On Sunday at Talladega, defending NASCAR Sprint Cup champ Tony Stewart set off a 25-car wreck, which somehow Matt Kenseth avoided, allowing him to come away with the win under caution. Fortunately this huge pile-up didn't lead to any infield confrontations, but quite often they do.

The NASCAR circuit has produced its fair share of high-profile feuds over the years (many involving Stewart). Most of the time, these disputes are settled with a few choice words and some mild jostling. On the other hand, it's never a huge surprise when two drivers come to blows after trading paint. Here's a look at a few of NASCAR's most memorable confrontations:

Cale Yarborough vs. the Allison Brothers (1979)

The 1979 Daytona 500 was the first-ever NASCAR race to be aired on TV in its entirety, but Cale Yarborough made sure that the race would be remembered for a different reason. Yarborough and Donny Allison entered the race's final lap in a dead heat, with each driver attempting to force the other out of position. The rough racing caused both men to wreck, though Yarborough blamed Allison for the entirety of the incident. While the rest of the field was finishing the race, the two combatants were throwing haymakers at each other on national television. The incident, known simply as "The Fight," led to a massive ratings boost for NASCAR events and played a huge role in the growth of the sport's popularity.
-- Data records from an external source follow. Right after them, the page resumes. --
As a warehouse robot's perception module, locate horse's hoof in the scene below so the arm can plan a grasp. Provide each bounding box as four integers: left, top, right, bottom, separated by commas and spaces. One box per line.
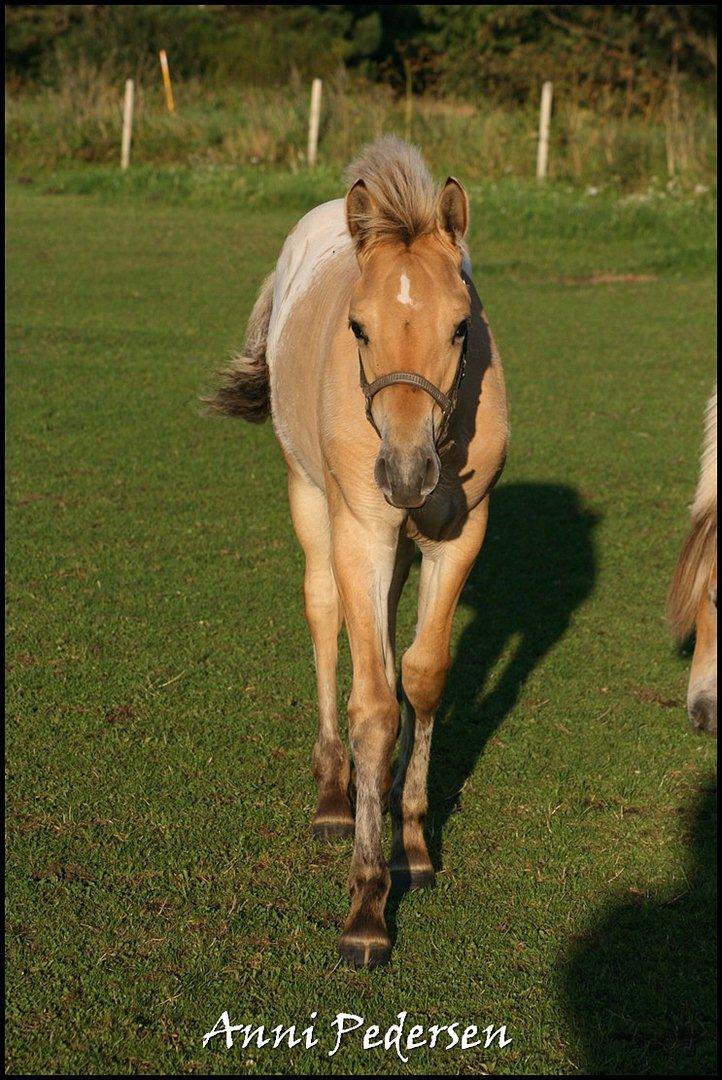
313, 821, 354, 842
339, 937, 391, 969
391, 866, 436, 892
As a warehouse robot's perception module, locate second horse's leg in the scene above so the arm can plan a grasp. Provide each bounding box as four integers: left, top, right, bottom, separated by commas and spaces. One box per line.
332, 505, 398, 968
391, 499, 489, 889
288, 472, 354, 840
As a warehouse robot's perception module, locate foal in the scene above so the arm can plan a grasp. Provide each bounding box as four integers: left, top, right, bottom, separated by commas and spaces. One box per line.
667, 387, 717, 734
205, 136, 507, 967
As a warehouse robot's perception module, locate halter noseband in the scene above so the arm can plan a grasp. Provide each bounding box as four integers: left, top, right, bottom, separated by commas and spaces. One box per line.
358, 333, 468, 447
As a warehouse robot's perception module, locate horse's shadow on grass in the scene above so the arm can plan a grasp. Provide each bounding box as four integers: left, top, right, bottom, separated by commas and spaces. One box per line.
562, 781, 717, 1076
386, 483, 599, 928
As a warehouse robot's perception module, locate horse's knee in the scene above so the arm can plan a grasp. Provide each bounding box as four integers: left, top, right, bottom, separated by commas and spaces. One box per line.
349, 690, 399, 787
401, 646, 451, 716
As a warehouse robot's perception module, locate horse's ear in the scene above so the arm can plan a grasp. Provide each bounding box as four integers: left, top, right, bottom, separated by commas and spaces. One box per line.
437, 176, 468, 244
346, 179, 376, 246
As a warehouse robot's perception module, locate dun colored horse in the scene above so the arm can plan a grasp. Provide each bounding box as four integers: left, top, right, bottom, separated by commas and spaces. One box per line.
667, 387, 717, 734
208, 137, 507, 967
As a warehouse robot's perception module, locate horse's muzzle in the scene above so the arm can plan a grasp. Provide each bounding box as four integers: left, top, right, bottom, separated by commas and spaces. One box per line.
373, 440, 440, 510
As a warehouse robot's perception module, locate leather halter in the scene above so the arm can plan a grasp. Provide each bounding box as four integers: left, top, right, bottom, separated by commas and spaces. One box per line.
358, 330, 468, 447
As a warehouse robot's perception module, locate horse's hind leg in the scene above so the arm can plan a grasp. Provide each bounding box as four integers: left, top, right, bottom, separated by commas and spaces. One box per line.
391, 499, 489, 889
288, 470, 354, 840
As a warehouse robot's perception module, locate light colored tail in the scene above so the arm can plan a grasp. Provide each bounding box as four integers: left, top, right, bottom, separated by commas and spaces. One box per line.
202, 271, 275, 423
667, 387, 717, 640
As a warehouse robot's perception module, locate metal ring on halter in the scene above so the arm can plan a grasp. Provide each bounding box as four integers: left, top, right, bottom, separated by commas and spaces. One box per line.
358, 337, 466, 446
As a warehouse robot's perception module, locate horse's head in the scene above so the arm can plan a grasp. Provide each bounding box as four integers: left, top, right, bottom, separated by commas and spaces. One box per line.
346, 178, 471, 508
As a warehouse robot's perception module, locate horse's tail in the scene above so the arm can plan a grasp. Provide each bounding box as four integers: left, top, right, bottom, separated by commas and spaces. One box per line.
202, 271, 275, 423
667, 390, 717, 640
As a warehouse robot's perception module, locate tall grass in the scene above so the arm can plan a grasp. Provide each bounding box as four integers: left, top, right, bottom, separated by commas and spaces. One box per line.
5, 65, 717, 190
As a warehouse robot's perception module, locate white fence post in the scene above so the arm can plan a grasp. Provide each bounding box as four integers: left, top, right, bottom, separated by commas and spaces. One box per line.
536, 82, 554, 180
158, 49, 176, 112
308, 79, 321, 168
121, 79, 133, 168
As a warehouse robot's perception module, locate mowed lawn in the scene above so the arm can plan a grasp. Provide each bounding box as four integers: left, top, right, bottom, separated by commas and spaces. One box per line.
6, 181, 716, 1075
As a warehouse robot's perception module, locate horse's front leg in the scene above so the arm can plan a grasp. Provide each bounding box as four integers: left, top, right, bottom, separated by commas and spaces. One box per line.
332, 507, 399, 968
391, 499, 489, 889
288, 477, 354, 840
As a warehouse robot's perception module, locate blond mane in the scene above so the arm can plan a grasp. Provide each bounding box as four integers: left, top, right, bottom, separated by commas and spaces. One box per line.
667, 387, 717, 639
344, 135, 438, 246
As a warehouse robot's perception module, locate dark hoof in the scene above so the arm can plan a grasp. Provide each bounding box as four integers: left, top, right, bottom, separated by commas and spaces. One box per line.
313, 821, 354, 841
391, 866, 436, 892
690, 694, 717, 737
339, 937, 391, 969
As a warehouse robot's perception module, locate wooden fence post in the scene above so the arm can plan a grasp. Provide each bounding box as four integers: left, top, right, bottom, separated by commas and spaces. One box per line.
121, 79, 133, 168
308, 79, 321, 168
536, 82, 554, 180
158, 49, 176, 112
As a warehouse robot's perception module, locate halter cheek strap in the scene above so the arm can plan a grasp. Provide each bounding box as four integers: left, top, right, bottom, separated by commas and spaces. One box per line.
358, 336, 466, 446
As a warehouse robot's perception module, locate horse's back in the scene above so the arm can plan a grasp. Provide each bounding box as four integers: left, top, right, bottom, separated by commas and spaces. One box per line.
269, 199, 352, 366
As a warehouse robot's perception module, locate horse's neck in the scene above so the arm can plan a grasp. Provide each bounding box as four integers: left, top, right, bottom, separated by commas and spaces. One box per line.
692, 388, 717, 519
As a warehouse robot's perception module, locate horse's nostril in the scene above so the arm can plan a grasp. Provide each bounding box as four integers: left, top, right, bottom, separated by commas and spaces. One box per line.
421, 455, 439, 495
373, 455, 391, 491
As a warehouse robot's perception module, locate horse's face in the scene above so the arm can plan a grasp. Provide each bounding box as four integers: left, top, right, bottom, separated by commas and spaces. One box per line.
687, 561, 717, 734
349, 181, 471, 509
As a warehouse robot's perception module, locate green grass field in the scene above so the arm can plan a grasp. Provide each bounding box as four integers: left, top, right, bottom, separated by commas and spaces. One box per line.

Rusty Wallace vs. Darrell Waltrip (1989)

This memorable incident occurred at the 1989 All-Star race, an exhibition event held solely for prize money, but that didn't stop Rusty Wallace from racing like it was the Daytona 500. Darrell Waltrip entered the race's final lap with a commanding lead, and seemed to be a lock for the $200,000 prize. Instead, Wallace spun Waltrip out and gained a decisive, if unsportsmanlike, victory. Needless to say, Waltrip's crew was not pleased by this result, and sprinted over to confront their rivals. A few harsh words and shoulder bumps later, and the infield at the Charlotte Motor Speedway had disintegrated into a massive riot. The episode sparked in a swell of support for Waltrip, while Rusty Wallace became one of NASCAR's biggest villains.
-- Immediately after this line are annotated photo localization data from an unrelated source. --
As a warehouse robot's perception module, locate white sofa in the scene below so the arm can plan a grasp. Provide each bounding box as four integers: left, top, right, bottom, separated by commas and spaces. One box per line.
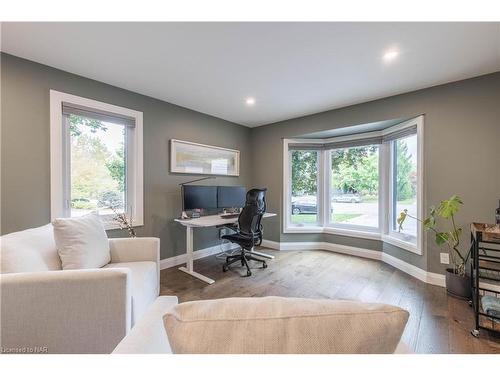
0, 224, 160, 353
112, 296, 412, 354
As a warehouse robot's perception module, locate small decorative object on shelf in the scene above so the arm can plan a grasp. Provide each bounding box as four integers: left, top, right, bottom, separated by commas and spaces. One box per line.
469, 223, 500, 337
397, 195, 471, 299
110, 207, 137, 238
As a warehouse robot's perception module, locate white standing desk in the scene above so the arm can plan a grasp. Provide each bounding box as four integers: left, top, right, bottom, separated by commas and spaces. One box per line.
175, 212, 276, 284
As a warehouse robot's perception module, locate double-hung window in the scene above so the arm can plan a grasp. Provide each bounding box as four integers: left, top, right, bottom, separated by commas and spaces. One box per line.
51, 91, 143, 229
284, 116, 423, 253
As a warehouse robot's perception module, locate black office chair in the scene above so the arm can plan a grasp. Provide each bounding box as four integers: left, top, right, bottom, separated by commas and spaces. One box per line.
222, 189, 267, 276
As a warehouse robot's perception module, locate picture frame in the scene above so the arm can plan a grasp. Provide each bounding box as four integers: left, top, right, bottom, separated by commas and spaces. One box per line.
170, 139, 240, 176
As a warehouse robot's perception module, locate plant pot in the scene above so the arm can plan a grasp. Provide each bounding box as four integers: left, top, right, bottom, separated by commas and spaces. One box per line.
446, 268, 472, 300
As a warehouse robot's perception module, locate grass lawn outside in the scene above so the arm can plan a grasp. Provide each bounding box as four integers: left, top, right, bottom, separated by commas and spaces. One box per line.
292, 214, 361, 224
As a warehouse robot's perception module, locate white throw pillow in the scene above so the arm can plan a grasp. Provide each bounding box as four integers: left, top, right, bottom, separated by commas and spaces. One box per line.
163, 297, 409, 354
52, 213, 111, 270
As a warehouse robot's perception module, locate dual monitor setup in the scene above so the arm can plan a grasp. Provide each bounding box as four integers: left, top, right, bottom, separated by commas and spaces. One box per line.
182, 185, 246, 217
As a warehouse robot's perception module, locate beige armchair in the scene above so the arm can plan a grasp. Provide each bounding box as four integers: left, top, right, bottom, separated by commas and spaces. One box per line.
0, 224, 159, 353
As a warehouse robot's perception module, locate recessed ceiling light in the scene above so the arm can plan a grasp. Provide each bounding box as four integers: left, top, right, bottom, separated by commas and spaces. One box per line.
383, 50, 399, 62
245, 97, 255, 106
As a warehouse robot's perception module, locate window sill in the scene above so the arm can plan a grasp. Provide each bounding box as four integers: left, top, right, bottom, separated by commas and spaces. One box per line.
283, 225, 381, 240
283, 225, 422, 255
323, 227, 381, 240
283, 225, 324, 233
382, 234, 422, 255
Kevin Harvick vs. Greg Biffle (2002)

During this 2002 incident at Bristol, Kevin Harvick had taken exception with the way Greg Biffle had sent him into the wall, and told reporters that'd he'd be "waiting when he comes in here." Harvick spent the race's final laps perched on the top of his car, waiting for his foe to finish the race. Sure enough, the former high school wrestler made good on his word by leaping over Biffle's parked car and grabbing him by the collar, forcing a group of officials to come between the two men. Judging by the wild look in Harvick's eyes, Greg Biffle is lucky that they did.

Kevin Harvick vs. Ricky Rudd (2003)

Just one year after the shocking events at Bristol Motor Speedway, Kevin Harvick was back in the headlines for this dust-up with Ricky Rudd. Rudd, known throughout the circuit as a firebrand, had wrecked the No.29 car with only a few laps remaining in the Chevy Rock & Roll 400. Harvick responded by bumping Rudd's car after the race, causing a bizarre confrontation between the two crews. At one point during the wild scene, an enormous member of Harvick's pit team jumped on the roof of Rudd's prototype car and nearly caved it in. The two drivers exchanged many heated words, but race officials were able to diffuse the situation before any real damage was done.

Tony Stewart vs. Kasey Kahne (2004)

Tony Stewart is no stranger to confrontation, but his crew bore the brunt of this 2004 brawl. Rookie driver Kasey Kahne had led at Chicagoland until a delay allowed Stewart to replace his tires. The freshly outfitted No. 20 car got a huge jump on the restart and clipped Kahne, causing him to spin out and lose his lead. In a scene straight out of the WWE, Kahne's entire pit crew ran over to confront Stewart's, leading to an all-out brawl between the two factions. NASCAR officials raced to the scene and quickly put a stop to the fight, but not before it made for some great television.